Most life insurance companies allow you to use your cash value as collateral for the loan.
This leaves the cash value intact. You can choose to repay the loan when you wish.
The loan charges an interest rate. Interest isn’t charged to you, though.
Instead, it gets added to the loan balance. This means it eats away at the cash value, though.
If the loan plus the interest owed ever exceeds the cash value, the policy will terminate.
That’s why you must carefully monitor the loan amount and your cash value to make sure there isn’t an accidental termination of your policy.
You can repay the loan as you wish. Doing so frees up part of your cash value.
If you completely pay off the loan and interest, your full cash value is restored and accessible again.
Using cash value to pay premiums
Sometimes you need money to make the premium payments on your policy.
After all, you don’t want your policy to expire because you missed payments.
Some policies allow you to use your cash value to pay the premiums.
This can help keep your policy active.
Even so, another option may exist. Some policies allow you to use your cash value to create a paid-up policy.
A paid-up policy means you never have to make premium payments again.
Unfortunately, the cash value isn’t usually enough to create a paid-up policy for your current death benefit in most cases.
Instead, the paid-up policy will result in a reduced death benefit value.
Still, you’d have a life insurance policy that will pay your beneficiaries when you die.
The best part is you never have to make the premium payments again.
Still Want to Surrender Your Policy?
If you want to surrender your policy but still need life insurance, consider purchasing a term life insurance policy.
Term life insurance policies have much cheaper premiums than taking out a new permanent life insurance policy.
They only stay in effect for a set period, called the term. You decide this when you take out the policy.
The term should give you time to save up or invest enough money to cover any needs after the policy expires.
Usually, you’re closer to retirement and have fewer dependents when the term expires, as well.
Consult an Expert
An expert can help you look at your situation to see if surrendering a life insurance policy makes sense.
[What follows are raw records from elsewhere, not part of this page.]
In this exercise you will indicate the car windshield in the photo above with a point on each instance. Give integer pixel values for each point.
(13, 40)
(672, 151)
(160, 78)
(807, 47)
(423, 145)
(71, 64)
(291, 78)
Your life insurance agent isn’t the best person to talk to, though.
While they can explain how much money you’ll walk away with after surrender fees, they want you to keep your policy.
Your agent likely receives a small residual commission each year you keep your policy in effect.
For this reason, they’ll likely try to get you to keep your policy. Alternatively, they may try to sell you another policy.
Instead, consider consulting a fee-only fiduciary financial planner.
These experts do not accept commissions but do charge for their time.
They can give you an objective assessment of your situation and suggest the best path moving forward.